Saturday, March 22, 2008

An Ode to Ear Piercing

"You don't need another hole in your head",
Said my mother when I was a kid.
And asked- no pleaded -"can I get my ears pierced?"
In what I hoped was an irresistable bid.

Made to wait until the more responsible fourteen,
which was deemed the acceptable age ,
and though I don't even remember it now,
I know it was entrance to the current teen rage.

Young married, I remember my brother-in-law,
growing up in a home quite conservative,
coming home one day with a stud in his ear,
his parents annoyed reaction was superlative.

My young daughter next pleaded, though of needles afraid,
that "everyone had them", she'd seen!
"You have to be able to take care of them", I entoned,
And I made her wait until she was a teen.
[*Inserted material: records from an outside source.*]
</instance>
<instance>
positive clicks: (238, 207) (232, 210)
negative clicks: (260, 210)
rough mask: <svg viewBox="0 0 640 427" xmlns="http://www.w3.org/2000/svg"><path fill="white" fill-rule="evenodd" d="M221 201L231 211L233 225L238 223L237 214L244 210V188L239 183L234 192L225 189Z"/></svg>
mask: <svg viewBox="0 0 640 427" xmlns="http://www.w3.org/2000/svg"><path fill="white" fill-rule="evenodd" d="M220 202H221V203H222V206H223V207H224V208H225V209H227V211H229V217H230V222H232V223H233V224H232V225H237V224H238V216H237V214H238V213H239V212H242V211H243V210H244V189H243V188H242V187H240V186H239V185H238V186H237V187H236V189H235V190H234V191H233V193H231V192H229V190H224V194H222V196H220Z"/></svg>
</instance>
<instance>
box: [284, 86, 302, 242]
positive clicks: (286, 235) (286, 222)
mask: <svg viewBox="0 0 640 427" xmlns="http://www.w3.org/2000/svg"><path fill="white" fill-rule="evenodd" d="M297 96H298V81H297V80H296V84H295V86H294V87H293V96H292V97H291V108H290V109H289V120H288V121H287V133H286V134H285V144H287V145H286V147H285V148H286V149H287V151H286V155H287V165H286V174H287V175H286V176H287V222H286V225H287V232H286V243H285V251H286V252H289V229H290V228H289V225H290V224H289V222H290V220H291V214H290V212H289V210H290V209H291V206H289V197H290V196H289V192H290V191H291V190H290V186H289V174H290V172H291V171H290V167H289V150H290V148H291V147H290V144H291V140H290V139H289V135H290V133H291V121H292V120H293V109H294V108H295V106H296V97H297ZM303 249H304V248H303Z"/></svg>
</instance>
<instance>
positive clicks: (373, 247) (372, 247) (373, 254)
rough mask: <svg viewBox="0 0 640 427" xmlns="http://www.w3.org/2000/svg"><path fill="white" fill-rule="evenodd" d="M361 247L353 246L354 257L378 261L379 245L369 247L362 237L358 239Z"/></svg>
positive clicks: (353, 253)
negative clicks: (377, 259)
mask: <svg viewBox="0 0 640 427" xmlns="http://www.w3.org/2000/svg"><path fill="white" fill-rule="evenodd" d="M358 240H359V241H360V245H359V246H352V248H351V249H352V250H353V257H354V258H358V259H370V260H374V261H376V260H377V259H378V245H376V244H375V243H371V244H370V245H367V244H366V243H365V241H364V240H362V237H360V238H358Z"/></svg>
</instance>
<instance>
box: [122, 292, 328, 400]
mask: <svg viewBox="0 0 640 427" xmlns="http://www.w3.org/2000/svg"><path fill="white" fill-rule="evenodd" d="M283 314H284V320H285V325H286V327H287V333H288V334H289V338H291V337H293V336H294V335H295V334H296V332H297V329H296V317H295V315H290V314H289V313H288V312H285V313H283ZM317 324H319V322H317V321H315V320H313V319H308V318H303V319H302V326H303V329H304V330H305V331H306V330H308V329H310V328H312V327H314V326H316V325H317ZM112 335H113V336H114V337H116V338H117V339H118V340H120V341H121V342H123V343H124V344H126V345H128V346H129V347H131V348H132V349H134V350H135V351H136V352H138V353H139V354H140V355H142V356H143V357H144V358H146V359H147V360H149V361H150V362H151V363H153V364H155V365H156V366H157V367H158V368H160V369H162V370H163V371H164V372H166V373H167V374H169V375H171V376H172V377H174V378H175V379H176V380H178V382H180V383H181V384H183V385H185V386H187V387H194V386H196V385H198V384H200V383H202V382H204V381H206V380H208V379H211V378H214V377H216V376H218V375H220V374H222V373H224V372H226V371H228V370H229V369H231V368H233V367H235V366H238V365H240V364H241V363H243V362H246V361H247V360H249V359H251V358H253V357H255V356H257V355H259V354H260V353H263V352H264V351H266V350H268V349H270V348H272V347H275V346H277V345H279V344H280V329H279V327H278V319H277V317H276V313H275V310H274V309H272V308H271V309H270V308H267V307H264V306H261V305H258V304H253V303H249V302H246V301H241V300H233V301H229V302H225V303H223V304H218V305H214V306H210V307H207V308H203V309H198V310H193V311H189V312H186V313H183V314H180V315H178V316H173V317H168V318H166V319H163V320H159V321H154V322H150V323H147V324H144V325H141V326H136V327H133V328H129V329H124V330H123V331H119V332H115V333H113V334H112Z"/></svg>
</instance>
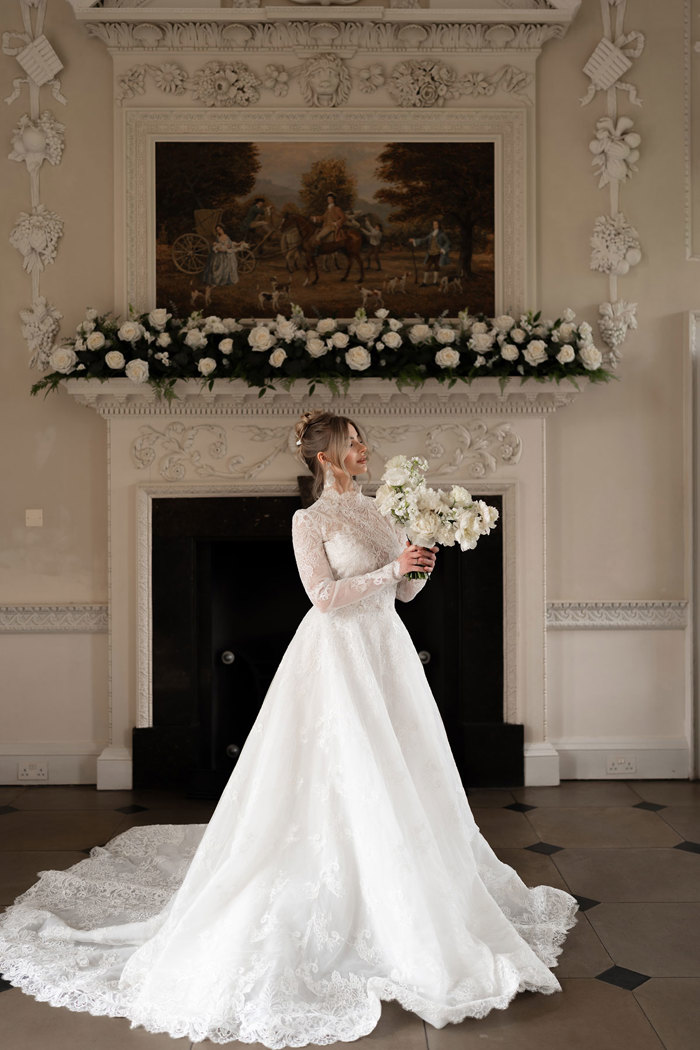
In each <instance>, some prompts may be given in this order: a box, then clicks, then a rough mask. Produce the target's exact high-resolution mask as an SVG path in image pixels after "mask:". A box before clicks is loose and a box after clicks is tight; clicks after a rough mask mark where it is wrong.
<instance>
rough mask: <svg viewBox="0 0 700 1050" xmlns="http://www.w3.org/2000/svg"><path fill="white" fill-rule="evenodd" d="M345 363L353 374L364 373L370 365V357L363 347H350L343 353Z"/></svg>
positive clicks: (363, 347) (370, 357) (369, 355)
mask: <svg viewBox="0 0 700 1050" xmlns="http://www.w3.org/2000/svg"><path fill="white" fill-rule="evenodd" d="M345 363H346V364H347V366H348V369H353V370H354V371H355V372H364V370H365V369H368V367H369V365H370V364H372V355H370V354H369V351H368V350H365V349H364V346H351V349H349V350H348V351H346V352H345Z"/></svg>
Fast forward, and she is now married and grown,
and showed up with an extra hoop on the side,
From a tattoo shop with a needle no less
she'd been woosy, but somehow not cried.

And her husband! Our Favorite son-in-law,
had opted for both ears, which is now in,
And we rejoiced that he had stopped short with that,
and didn't go with ink under the skin.

And so here I am the latest example,
of answering a strange kind of call,
But one more piercing was the cry,
and I ran with it down at the mall.

It hurt, and still hurts, and I chose the pain,
(I can't even sleep on that side!)
But, it wasn't for cool, or trendy, or angst,
Or a mistaken type of rebellious pride.

In the end it was simply, "I thought it would be cute"
And "I'm a grown up" to husband I said!
I called my mom to admit and of course she remarked,
"Like you really needed another hole in your head!"